The research validates use of a cognitive-behavioral model of treatment that supports collaborative parent-child approach in yielding important improvement in various areas of performance (Greene, Ablon, Goring, Blakely, Markey, Monuteaux, Henin, Edwards, & Rabbitt, 2004, p.1162) on the one hand, and benefits of family participation in therapy assessment on the other (Smith & Handler, 2010, p.600).

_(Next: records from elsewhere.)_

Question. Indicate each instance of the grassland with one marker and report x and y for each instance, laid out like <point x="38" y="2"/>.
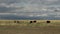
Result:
<point x="24" y="27"/>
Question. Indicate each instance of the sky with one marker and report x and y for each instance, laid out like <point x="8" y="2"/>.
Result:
<point x="29" y="8"/>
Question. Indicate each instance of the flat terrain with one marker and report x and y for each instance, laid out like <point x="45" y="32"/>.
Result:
<point x="29" y="30"/>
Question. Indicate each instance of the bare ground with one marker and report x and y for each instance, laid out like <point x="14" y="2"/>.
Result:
<point x="29" y="30"/>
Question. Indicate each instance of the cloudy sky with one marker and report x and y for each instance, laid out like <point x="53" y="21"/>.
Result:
<point x="29" y="8"/>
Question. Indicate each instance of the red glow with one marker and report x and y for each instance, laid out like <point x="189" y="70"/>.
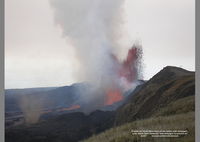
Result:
<point x="113" y="96"/>
<point x="128" y="70"/>
<point x="73" y="107"/>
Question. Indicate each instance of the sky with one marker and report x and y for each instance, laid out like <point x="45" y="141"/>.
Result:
<point x="37" y="54"/>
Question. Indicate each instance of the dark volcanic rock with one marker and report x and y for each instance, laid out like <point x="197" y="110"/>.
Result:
<point x="169" y="85"/>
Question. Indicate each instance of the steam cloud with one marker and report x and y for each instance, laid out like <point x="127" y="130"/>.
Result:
<point x="93" y="28"/>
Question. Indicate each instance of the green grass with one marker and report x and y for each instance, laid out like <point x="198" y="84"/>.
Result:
<point x="122" y="133"/>
<point x="183" y="105"/>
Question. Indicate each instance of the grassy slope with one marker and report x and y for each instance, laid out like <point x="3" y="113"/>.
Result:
<point x="178" y="115"/>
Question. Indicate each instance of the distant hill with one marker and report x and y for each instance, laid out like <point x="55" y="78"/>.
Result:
<point x="170" y="92"/>
<point x="167" y="86"/>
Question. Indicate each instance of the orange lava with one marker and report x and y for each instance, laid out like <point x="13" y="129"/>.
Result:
<point x="113" y="96"/>
<point x="128" y="70"/>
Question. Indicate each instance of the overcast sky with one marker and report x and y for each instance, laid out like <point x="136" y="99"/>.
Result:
<point x="36" y="55"/>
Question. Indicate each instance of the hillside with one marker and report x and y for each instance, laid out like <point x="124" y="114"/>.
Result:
<point x="167" y="86"/>
<point x="164" y="99"/>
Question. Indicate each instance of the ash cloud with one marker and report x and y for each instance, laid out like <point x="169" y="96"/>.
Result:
<point x="94" y="29"/>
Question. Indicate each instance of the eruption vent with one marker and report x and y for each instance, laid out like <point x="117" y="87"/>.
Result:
<point x="94" y="28"/>
<point x="127" y="73"/>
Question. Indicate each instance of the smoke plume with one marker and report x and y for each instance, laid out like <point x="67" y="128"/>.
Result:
<point x="94" y="29"/>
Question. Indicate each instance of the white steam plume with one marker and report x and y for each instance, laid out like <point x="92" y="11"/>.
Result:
<point x="94" y="29"/>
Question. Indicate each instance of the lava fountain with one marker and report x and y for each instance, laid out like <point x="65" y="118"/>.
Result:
<point x="128" y="71"/>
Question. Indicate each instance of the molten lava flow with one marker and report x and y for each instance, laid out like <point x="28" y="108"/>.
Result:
<point x="73" y="107"/>
<point x="113" y="96"/>
<point x="127" y="70"/>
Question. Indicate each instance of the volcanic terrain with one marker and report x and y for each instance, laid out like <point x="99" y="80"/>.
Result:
<point x="148" y="100"/>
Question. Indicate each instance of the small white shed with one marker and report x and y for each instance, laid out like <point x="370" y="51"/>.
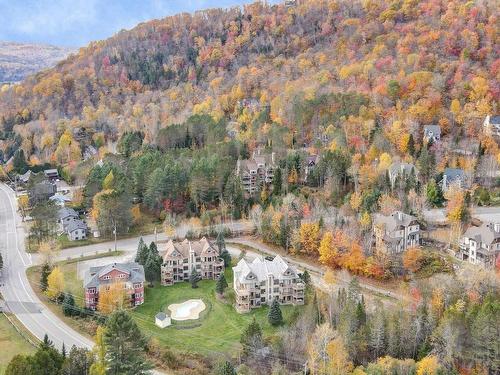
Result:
<point x="162" y="320"/>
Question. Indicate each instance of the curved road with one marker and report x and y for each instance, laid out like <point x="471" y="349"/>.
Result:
<point x="20" y="299"/>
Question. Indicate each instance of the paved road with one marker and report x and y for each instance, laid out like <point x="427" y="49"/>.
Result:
<point x="485" y="214"/>
<point x="15" y="288"/>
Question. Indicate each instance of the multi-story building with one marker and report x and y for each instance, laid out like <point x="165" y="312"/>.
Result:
<point x="256" y="172"/>
<point x="130" y="276"/>
<point x="261" y="281"/>
<point x="481" y="245"/>
<point x="396" y="232"/>
<point x="401" y="172"/>
<point x="180" y="258"/>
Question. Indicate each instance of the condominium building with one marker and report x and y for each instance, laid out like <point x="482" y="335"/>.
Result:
<point x="130" y="276"/>
<point x="396" y="232"/>
<point x="180" y="258"/>
<point x="481" y="245"/>
<point x="256" y="172"/>
<point x="259" y="282"/>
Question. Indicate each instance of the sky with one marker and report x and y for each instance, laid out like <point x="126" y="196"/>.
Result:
<point x="74" y="23"/>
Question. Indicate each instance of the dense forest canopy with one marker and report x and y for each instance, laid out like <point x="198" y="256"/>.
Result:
<point x="318" y="68"/>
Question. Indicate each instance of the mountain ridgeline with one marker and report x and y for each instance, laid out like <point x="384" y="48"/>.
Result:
<point x="298" y="68"/>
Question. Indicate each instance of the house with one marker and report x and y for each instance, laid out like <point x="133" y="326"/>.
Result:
<point x="65" y="216"/>
<point x="256" y="172"/>
<point x="76" y="230"/>
<point x="481" y="245"/>
<point x="51" y="174"/>
<point x="98" y="279"/>
<point x="180" y="258"/>
<point x="491" y="125"/>
<point x="60" y="199"/>
<point x="162" y="320"/>
<point x="396" y="232"/>
<point x="261" y="281"/>
<point x="432" y="133"/>
<point x="401" y="171"/>
<point x="41" y="192"/>
<point x="25" y="177"/>
<point x="453" y="176"/>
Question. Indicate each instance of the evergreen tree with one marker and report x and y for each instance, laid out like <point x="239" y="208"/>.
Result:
<point x="194" y="278"/>
<point x="277" y="182"/>
<point x="221" y="284"/>
<point x="434" y="194"/>
<point x="44" y="276"/>
<point x="305" y="277"/>
<point x="142" y="252"/>
<point x="152" y="267"/>
<point x="78" y="362"/>
<point x="224" y="254"/>
<point x="68" y="305"/>
<point x="125" y="345"/>
<point x="274" y="316"/>
<point x="251" y="338"/>
<point x="226" y="368"/>
<point x="485" y="335"/>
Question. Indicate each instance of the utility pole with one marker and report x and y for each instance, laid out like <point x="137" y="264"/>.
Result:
<point x="114" y="231"/>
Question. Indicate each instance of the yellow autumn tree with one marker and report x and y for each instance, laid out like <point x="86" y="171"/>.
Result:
<point x="111" y="297"/>
<point x="309" y="234"/>
<point x="328" y="252"/>
<point x="55" y="283"/>
<point x="428" y="366"/>
<point x="109" y="181"/>
<point x="100" y="364"/>
<point x="338" y="356"/>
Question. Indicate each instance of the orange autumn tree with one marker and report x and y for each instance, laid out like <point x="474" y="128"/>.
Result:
<point x="309" y="237"/>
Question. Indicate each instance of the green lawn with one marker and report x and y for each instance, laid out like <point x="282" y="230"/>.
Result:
<point x="219" y="329"/>
<point x="11" y="343"/>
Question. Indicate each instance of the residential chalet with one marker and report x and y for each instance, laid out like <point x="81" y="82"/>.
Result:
<point x="396" y="232"/>
<point x="481" y="245"/>
<point x="432" y="133"/>
<point x="261" y="281"/>
<point x="401" y="171"/>
<point x="98" y="279"/>
<point x="256" y="172"/>
<point x="491" y="125"/>
<point x="180" y="258"/>
<point x="453" y="176"/>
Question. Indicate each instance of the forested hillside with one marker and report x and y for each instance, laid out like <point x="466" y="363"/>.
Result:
<point x="395" y="65"/>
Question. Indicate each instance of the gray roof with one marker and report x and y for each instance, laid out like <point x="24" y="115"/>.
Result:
<point x="65" y="212"/>
<point x="92" y="275"/>
<point x="434" y="129"/>
<point x="261" y="268"/>
<point x="182" y="249"/>
<point x="74" y="225"/>
<point x="486" y="233"/>
<point x="402" y="168"/>
<point x="161" y="316"/>
<point x="453" y="174"/>
<point x="394" y="221"/>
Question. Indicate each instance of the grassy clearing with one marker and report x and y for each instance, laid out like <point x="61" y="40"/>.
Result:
<point x="219" y="331"/>
<point x="11" y="343"/>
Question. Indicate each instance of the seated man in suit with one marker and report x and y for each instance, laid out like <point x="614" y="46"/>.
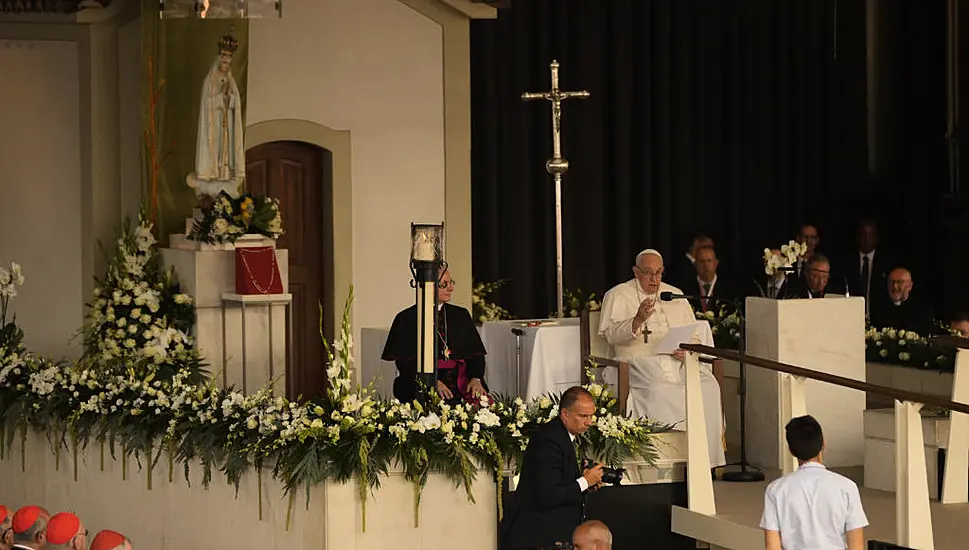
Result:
<point x="814" y="281"/>
<point x="808" y="236"/>
<point x="900" y="311"/>
<point x="684" y="272"/>
<point x="551" y="491"/>
<point x="708" y="282"/>
<point x="592" y="535"/>
<point x="634" y="320"/>
<point x="866" y="269"/>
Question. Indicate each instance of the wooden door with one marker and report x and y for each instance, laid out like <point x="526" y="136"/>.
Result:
<point x="298" y="175"/>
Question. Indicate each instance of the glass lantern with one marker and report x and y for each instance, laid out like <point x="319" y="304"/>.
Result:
<point x="427" y="243"/>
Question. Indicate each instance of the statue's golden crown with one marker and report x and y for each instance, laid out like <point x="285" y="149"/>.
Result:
<point x="228" y="44"/>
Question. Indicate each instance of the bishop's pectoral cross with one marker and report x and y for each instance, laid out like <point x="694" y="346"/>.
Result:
<point x="556" y="166"/>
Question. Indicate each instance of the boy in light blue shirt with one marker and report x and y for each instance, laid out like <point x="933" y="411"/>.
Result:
<point x="812" y="508"/>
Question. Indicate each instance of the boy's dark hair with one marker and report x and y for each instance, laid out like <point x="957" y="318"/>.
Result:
<point x="572" y="395"/>
<point x="804" y="437"/>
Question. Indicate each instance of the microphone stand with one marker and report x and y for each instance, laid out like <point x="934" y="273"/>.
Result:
<point x="518" y="361"/>
<point x="746" y="473"/>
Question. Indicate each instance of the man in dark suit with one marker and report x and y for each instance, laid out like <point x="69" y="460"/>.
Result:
<point x="814" y="282"/>
<point x="549" y="501"/>
<point x="708" y="282"/>
<point x="682" y="273"/>
<point x="866" y="271"/>
<point x="900" y="310"/>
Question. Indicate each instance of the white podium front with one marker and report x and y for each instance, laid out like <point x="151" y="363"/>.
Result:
<point x="827" y="335"/>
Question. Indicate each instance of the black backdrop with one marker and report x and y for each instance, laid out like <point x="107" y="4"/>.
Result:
<point x="740" y="118"/>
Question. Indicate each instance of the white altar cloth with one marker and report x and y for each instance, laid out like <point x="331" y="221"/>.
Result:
<point x="550" y="357"/>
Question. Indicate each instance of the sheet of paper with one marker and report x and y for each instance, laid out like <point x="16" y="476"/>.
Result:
<point x="676" y="336"/>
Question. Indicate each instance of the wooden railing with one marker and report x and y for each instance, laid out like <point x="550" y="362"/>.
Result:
<point x="913" y="516"/>
<point x="894" y="393"/>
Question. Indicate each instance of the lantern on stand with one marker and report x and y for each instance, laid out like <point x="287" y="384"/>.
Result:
<point x="426" y="263"/>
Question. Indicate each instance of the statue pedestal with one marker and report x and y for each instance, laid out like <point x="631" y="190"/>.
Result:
<point x="208" y="275"/>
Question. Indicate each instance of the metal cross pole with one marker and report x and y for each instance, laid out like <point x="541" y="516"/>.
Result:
<point x="556" y="166"/>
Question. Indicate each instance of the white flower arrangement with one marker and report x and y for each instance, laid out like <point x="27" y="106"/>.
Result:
<point x="483" y="309"/>
<point x="137" y="314"/>
<point x="905" y="347"/>
<point x="348" y="435"/>
<point x="790" y="254"/>
<point x="227" y="219"/>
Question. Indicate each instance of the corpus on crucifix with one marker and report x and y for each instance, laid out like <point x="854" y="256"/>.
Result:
<point x="556" y="166"/>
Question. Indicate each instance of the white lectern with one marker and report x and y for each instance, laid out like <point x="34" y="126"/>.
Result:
<point x="826" y="335"/>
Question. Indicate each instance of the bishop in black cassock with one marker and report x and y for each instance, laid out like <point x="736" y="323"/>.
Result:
<point x="457" y="340"/>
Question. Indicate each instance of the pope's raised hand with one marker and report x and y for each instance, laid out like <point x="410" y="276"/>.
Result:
<point x="646" y="309"/>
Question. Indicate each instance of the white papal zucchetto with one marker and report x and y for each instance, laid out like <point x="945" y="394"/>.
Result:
<point x="647" y="252"/>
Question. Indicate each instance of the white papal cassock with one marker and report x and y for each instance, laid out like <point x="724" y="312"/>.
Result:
<point x="657" y="383"/>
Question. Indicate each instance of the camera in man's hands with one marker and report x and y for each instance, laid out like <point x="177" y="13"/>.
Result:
<point x="610" y="476"/>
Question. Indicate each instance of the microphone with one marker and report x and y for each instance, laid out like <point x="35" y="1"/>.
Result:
<point x="669" y="297"/>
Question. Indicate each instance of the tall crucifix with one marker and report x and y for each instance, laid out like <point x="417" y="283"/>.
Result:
<point x="556" y="166"/>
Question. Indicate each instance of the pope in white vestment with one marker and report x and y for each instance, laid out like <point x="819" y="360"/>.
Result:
<point x="657" y="383"/>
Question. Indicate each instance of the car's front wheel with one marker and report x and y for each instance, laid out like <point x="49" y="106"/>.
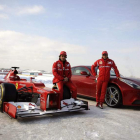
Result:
<point x="113" y="96"/>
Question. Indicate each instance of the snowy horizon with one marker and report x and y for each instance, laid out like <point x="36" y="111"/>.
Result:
<point x="32" y="33"/>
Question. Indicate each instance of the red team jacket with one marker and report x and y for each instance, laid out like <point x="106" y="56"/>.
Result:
<point x="104" y="69"/>
<point x="60" y="71"/>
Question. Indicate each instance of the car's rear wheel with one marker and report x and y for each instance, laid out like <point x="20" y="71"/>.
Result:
<point x="113" y="96"/>
<point x="8" y="93"/>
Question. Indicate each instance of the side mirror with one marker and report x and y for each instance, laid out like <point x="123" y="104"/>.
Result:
<point x="83" y="73"/>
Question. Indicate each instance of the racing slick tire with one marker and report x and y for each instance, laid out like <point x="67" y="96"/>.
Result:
<point x="8" y="93"/>
<point x="113" y="97"/>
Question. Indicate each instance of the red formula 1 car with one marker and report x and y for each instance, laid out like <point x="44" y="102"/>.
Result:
<point x="125" y="91"/>
<point x="18" y="98"/>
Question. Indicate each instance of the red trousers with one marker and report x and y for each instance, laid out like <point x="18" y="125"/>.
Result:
<point x="101" y="90"/>
<point x="70" y="85"/>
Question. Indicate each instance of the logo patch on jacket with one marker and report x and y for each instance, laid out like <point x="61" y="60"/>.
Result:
<point x="100" y="62"/>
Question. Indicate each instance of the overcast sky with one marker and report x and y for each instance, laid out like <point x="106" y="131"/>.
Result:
<point x="33" y="32"/>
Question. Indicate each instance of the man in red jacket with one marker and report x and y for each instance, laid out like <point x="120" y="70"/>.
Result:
<point x="62" y="75"/>
<point x="104" y="64"/>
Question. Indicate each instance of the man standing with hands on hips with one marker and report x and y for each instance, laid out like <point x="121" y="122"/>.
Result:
<point x="62" y="75"/>
<point x="104" y="64"/>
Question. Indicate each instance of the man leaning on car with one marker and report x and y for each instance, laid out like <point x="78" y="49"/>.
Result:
<point x="104" y="64"/>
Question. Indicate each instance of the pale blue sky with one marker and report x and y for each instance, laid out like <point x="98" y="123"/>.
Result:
<point x="37" y="30"/>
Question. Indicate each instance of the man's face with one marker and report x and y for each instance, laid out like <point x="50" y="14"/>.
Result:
<point x="105" y="56"/>
<point x="63" y="58"/>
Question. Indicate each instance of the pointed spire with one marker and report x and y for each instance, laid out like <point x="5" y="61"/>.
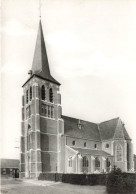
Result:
<point x="40" y="66"/>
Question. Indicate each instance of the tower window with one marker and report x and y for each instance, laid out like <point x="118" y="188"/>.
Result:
<point x="97" y="163"/>
<point x="30" y="93"/>
<point x="28" y="112"/>
<point x="47" y="110"/>
<point x="51" y="95"/>
<point x="43" y="92"/>
<point x="26" y="96"/>
<point x="107" y="145"/>
<point x="73" y="142"/>
<point x="70" y="162"/>
<point x="52" y="111"/>
<point x="107" y="163"/>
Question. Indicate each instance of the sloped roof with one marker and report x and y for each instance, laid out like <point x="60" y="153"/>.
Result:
<point x="107" y="129"/>
<point x="103" y="131"/>
<point x="88" y="131"/>
<point x="126" y="136"/>
<point x="9" y="163"/>
<point x="91" y="152"/>
<point x="40" y="65"/>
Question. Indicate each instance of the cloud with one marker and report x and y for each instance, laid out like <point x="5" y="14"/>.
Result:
<point x="97" y="64"/>
<point x="15" y="28"/>
<point x="12" y="67"/>
<point x="65" y="41"/>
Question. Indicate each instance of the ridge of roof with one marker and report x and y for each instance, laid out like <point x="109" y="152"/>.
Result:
<point x="88" y="130"/>
<point x="97" y="152"/>
<point x="78" y="119"/>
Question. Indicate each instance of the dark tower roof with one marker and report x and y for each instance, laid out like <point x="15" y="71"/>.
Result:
<point x="40" y="65"/>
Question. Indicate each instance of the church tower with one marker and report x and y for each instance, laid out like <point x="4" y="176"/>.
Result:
<point x="42" y="125"/>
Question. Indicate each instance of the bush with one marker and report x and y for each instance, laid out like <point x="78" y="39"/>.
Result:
<point x="118" y="182"/>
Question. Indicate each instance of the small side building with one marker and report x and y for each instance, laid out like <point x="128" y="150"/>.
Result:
<point x="9" y="167"/>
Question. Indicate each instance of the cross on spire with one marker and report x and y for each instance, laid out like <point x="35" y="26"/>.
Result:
<point x="40" y="4"/>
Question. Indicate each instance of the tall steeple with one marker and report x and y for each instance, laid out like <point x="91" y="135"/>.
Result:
<point x="40" y="66"/>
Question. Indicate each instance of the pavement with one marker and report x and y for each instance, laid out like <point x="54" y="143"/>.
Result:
<point x="32" y="186"/>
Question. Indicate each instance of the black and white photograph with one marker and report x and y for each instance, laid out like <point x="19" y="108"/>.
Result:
<point x="68" y="96"/>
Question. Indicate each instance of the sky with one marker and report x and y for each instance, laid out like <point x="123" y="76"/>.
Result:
<point x="91" y="48"/>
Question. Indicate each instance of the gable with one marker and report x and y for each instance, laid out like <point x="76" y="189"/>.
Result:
<point x="87" y="131"/>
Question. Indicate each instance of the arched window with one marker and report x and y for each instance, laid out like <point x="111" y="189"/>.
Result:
<point x="28" y="137"/>
<point x="95" y="145"/>
<point x="108" y="164"/>
<point x="85" y="161"/>
<point x="73" y="142"/>
<point x="97" y="163"/>
<point x="30" y="93"/>
<point x="70" y="162"/>
<point x="106" y="145"/>
<point x="26" y="96"/>
<point x="51" y="95"/>
<point x="43" y="92"/>
<point x="119" y="153"/>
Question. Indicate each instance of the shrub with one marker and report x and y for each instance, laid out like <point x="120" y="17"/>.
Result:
<point x="118" y="182"/>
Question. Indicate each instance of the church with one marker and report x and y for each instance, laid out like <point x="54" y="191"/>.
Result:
<point x="52" y="142"/>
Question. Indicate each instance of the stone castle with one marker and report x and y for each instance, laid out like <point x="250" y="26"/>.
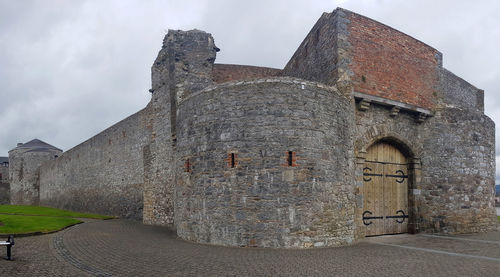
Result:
<point x="362" y="133"/>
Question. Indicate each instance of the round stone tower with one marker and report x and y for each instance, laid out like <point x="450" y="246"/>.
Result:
<point x="24" y="164"/>
<point x="266" y="163"/>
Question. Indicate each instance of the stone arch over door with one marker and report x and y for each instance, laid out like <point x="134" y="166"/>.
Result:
<point x="373" y="172"/>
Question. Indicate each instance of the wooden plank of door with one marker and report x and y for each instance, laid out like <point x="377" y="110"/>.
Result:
<point x="373" y="191"/>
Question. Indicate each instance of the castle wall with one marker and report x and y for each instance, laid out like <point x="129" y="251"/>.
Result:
<point x="232" y="72"/>
<point x="24" y="168"/>
<point x="4" y="185"/>
<point x="263" y="201"/>
<point x="101" y="175"/>
<point x="458" y="172"/>
<point x="184" y="65"/>
<point x="317" y="58"/>
<point x="391" y="64"/>
<point x="377" y="60"/>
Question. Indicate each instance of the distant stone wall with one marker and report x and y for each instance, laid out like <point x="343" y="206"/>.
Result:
<point x="104" y="174"/>
<point x="232" y="72"/>
<point x="235" y="185"/>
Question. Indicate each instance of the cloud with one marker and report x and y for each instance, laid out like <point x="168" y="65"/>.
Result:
<point x="73" y="68"/>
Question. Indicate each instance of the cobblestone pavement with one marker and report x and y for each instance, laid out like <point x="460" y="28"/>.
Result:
<point x="124" y="248"/>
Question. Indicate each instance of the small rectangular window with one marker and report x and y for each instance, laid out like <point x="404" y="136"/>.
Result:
<point x="231" y="160"/>
<point x="291" y="158"/>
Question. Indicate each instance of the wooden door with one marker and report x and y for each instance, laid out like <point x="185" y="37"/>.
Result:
<point x="385" y="191"/>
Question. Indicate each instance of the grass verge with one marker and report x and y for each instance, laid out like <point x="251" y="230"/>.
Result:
<point x="46" y="211"/>
<point x="16" y="224"/>
<point x="16" y="219"/>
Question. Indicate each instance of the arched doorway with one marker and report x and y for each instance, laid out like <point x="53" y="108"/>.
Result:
<point x="385" y="190"/>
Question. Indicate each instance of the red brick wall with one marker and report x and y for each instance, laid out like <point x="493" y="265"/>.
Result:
<point x="232" y="72"/>
<point x="391" y="64"/>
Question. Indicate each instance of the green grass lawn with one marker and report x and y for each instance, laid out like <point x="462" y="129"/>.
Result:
<point x="19" y="224"/>
<point x="46" y="211"/>
<point x="34" y="219"/>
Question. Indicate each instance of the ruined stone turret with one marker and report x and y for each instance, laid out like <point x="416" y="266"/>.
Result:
<point x="24" y="163"/>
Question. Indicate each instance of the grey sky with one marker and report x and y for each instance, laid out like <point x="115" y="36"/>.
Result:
<point x="70" y="69"/>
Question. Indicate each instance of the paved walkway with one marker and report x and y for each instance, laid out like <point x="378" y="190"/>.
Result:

Clearly, parents’ involvement in ODD treatment is very beneficial. Indeed, when I face an ODD case, I will use the approaches postulated in this two articles because I am convinced that families play a great role in alleviating or exacerbating this problem.

Conclusion

Oppositional defiant disorders are very complicated and require a lot of experience and knowledge by clinicians. It takes patience and diligence to assess and treat ODD. In addition, it is important to keep track of ODD treatment change to assess if the intervention method is useful and if not; clinicians should consider another therapy.

Reference list

Greene, R. W., Ablon, S. J., Goring, J. C., Blakely, R. L., Markey, J., Monuteaux, M. C., Henin, A., Edwards, G., & Rabbitt, S. (2004). Effectiveness of Collaborative Problem Solving in Affectively Dysregulated Children with Oppositional-Defiant Disorder: Initial Findings. Journal of Consulting and Clinical Psychology, 72(6), 1157–1164.

Smith, J. D., & Handler, L. (2010). Therapeutic Assessment for Preadolescent Boys With Oppositional Defiant. Psychological Assessment, 22( 3), 593–602.

Steiner, H., & Remsing, L. (2007). Practice Parameter for the Assessment and Treatment of Children and Adolescents with Oppositional Defiant Disorder. J. Am. Acad. Child adolesc. Psychiatry, 46(1), 126-141.